È evidente che le nostre tre dame, tanto per restare nella metafora, non potranno affidarsi all’arma della seduzione anche se somigliassero a Greta Garbo, Marylin Monroe e Brigitte Bardot per convincere i paesi tuttora dissenzienti. Dovranno invitarli a prendere coscienza del pericolo di un coinvolgimento di tutta l’Unione Europea nella crisi economica e di quello, non meno allarmante, di possibili affermazioni elettorali dei sovranisti, i cui interessi politici coincidono con quelli di chi vuole disgregare l’Unione Europea, come Trump e Putin. Sarebbe necessario che queste drammatiche ma realistiche considerazioni convincessero anche i recalcitranti pentastellati ad attingere risorse dal MES prima che sia troppo tardi, evitando un autunno torrido sul quale soffieranno, per provocare incendi, i sovranisti nostrani che già da adesso stanno incamerando aria nei polmoni. Invece al momento la loro posizione rasenta l’assurdo: considerano le risorse del MES “inadeguate”. È come se un morto di fame rifiuti un panino nell’attesa che qualcuno gli offra un pranzo completo: “Vuole un bel panino?” “No grazie, è inadeguato!” Quando si degnano di dare spiegazioni più verosimili tirano fuori l’argomento che “i mercati” interpreterebbero la nostra scelta come un’ammissione di debolezza e quindi richiederebbero maggiori interessi sui nostri titoli aumentando lo spread. Ma anche questo argomento è inconsistente; i fondi del MES sono destinati alle spese dirette o indirette per la sanità e basterebbe indicare un piano di riadattamento dell’edilizia scolastica o di riapertura di strutture ospedaliere per dare ai famosi mercati la misura della serietà con la quale si intende utilizzare i fondi.
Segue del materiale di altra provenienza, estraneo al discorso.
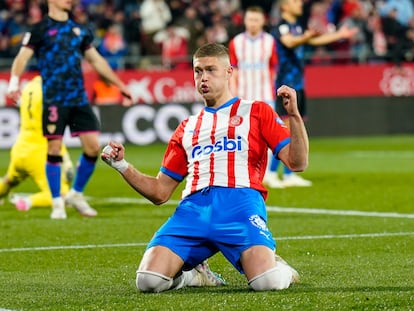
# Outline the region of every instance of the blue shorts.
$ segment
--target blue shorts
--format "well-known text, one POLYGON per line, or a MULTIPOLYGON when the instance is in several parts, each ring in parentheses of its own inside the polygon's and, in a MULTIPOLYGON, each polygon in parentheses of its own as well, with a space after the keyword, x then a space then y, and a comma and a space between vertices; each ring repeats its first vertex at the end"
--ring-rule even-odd
POLYGON ((243 273, 240 256, 255 245, 275 249, 262 194, 249 188, 208 187, 184 198, 148 244, 165 246, 191 269, 217 252, 243 273))

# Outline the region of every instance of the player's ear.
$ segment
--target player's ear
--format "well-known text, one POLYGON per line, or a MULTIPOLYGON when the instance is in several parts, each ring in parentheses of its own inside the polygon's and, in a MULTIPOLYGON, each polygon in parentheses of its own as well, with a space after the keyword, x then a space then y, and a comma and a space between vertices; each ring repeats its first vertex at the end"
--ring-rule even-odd
POLYGON ((227 67, 227 77, 230 79, 233 76, 233 66, 227 67))

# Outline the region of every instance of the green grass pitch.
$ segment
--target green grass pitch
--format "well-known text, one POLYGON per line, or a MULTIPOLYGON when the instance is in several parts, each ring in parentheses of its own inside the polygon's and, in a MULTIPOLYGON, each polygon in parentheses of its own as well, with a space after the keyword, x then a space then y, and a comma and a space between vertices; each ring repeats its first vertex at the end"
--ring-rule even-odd
MULTIPOLYGON (((67 220, 52 221, 47 208, 0 205, 0 310, 413 310, 414 136, 312 138, 310 146, 303 176, 314 185, 271 190, 267 201, 278 253, 301 283, 252 292, 217 254, 210 266, 225 287, 137 292, 145 245, 180 191, 153 206, 99 161, 86 189, 96 218, 69 209, 67 220)), ((164 148, 128 145, 127 159, 155 174, 164 148)), ((0 175, 8 160, 0 151, 0 175)), ((26 181, 15 191, 34 189, 26 181)))

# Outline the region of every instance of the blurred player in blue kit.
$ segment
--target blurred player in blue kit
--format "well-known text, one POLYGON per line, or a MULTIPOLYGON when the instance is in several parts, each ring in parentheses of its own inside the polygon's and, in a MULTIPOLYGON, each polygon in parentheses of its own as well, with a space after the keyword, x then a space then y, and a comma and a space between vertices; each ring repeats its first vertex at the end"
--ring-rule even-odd
MULTIPOLYGON (((42 131, 42 78, 34 77, 24 87, 19 100, 20 129, 16 142, 10 150, 10 163, 6 175, 0 179, 0 198, 30 177, 39 188, 34 194, 11 193, 10 201, 20 211, 32 207, 51 207, 52 196, 46 178, 45 164, 47 139, 42 131)), ((63 169, 61 193, 70 188, 73 164, 66 146, 62 144, 63 169)))
MULTIPOLYGON (((298 108, 303 119, 307 117, 305 95, 305 45, 325 45, 342 39, 349 39, 357 29, 343 25, 337 31, 321 34, 317 29, 303 29, 299 17, 302 16, 303 0, 280 0, 281 20, 274 29, 277 55, 279 58, 276 89, 287 85, 296 90, 298 108)), ((283 98, 276 98, 276 111, 286 122, 288 114, 283 105, 283 98)), ((270 172, 265 178, 269 187, 308 187, 312 182, 293 173, 285 166, 282 183, 278 177, 279 159, 273 158, 270 172)))
POLYGON ((52 194, 52 219, 66 219, 66 205, 76 207, 83 215, 97 212, 85 200, 84 188, 99 154, 99 123, 88 103, 81 62, 85 58, 109 82, 119 87, 124 104, 132 103, 131 93, 105 59, 92 45, 92 31, 70 18, 72 0, 48 0, 48 15, 33 25, 22 40, 13 61, 8 95, 19 98, 19 79, 33 55, 43 82, 43 134, 48 139, 46 176, 52 194), (66 126, 78 136, 83 153, 72 189, 61 196, 61 146, 66 126))

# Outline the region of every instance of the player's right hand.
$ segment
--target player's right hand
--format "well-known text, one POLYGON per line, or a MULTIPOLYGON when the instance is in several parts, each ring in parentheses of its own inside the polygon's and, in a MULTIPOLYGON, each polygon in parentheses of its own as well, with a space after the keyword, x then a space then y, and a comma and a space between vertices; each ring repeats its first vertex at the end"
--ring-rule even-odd
POLYGON ((7 87, 7 97, 17 104, 20 99, 19 78, 12 76, 7 87))
POLYGON ((122 174, 129 167, 129 163, 124 159, 124 153, 125 148, 122 144, 109 142, 102 150, 101 159, 122 174))

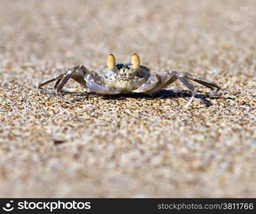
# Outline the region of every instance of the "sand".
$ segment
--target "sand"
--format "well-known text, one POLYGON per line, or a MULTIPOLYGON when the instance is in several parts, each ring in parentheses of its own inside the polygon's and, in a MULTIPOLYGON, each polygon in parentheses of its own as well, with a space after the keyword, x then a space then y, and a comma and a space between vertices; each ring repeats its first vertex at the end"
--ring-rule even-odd
POLYGON ((1 1, 0 196, 256 197, 256 5, 223 1, 1 1), (36 88, 110 53, 202 76, 220 96, 195 84, 186 109, 177 82, 68 104, 36 88))

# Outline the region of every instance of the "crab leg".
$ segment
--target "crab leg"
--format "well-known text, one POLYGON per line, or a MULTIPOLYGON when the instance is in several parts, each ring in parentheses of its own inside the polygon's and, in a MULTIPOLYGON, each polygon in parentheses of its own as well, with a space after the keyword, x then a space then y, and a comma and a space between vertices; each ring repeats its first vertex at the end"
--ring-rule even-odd
POLYGON ((104 84, 95 72, 91 71, 88 73, 84 79, 87 87, 92 91, 100 94, 117 94, 120 93, 120 91, 115 90, 114 88, 104 84))

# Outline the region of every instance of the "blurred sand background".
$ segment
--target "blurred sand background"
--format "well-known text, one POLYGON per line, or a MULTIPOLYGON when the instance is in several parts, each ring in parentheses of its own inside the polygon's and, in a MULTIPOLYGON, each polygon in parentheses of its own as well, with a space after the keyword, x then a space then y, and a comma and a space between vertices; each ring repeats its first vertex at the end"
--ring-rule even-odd
POLYGON ((254 0, 0 1, 0 196, 256 197, 255 11, 254 0), (205 77, 222 96, 197 85, 185 109, 175 83, 67 104, 36 88, 109 53, 205 77))

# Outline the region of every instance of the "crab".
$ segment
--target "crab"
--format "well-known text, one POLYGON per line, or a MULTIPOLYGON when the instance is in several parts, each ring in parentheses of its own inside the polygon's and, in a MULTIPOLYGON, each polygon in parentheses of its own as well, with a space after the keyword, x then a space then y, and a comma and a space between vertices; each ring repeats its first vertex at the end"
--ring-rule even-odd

Quanto alle condizionalità, che secondo i pentastellati sussistono tuttora anche sui prestiti del MES, sarebbe bene chiarire che, sì, una condizione c’è ed è per l’appunto la finalizzazione diretta o indiretta delle risorse alla sanità. Puntano al Recovery Fund ma sanno benissimo che le condizioni per l’accesso sono ben più onerose perché collegate all’adozione di profonde riforme di sistema. Ed infine non si pongono neppure la domanda del perché sulla linea del rifiuto si trovano in compagnia dei sovranisti ed in opposizione ad una schiera di validissime autorità della politica, dell’economia e della finanza. Com’è facile che un’ideologia inconsistente sfoci nell’ottusità! Riusciranno le tre dame a convincere tutti i partner europei, con un’Italia che fa i capricci?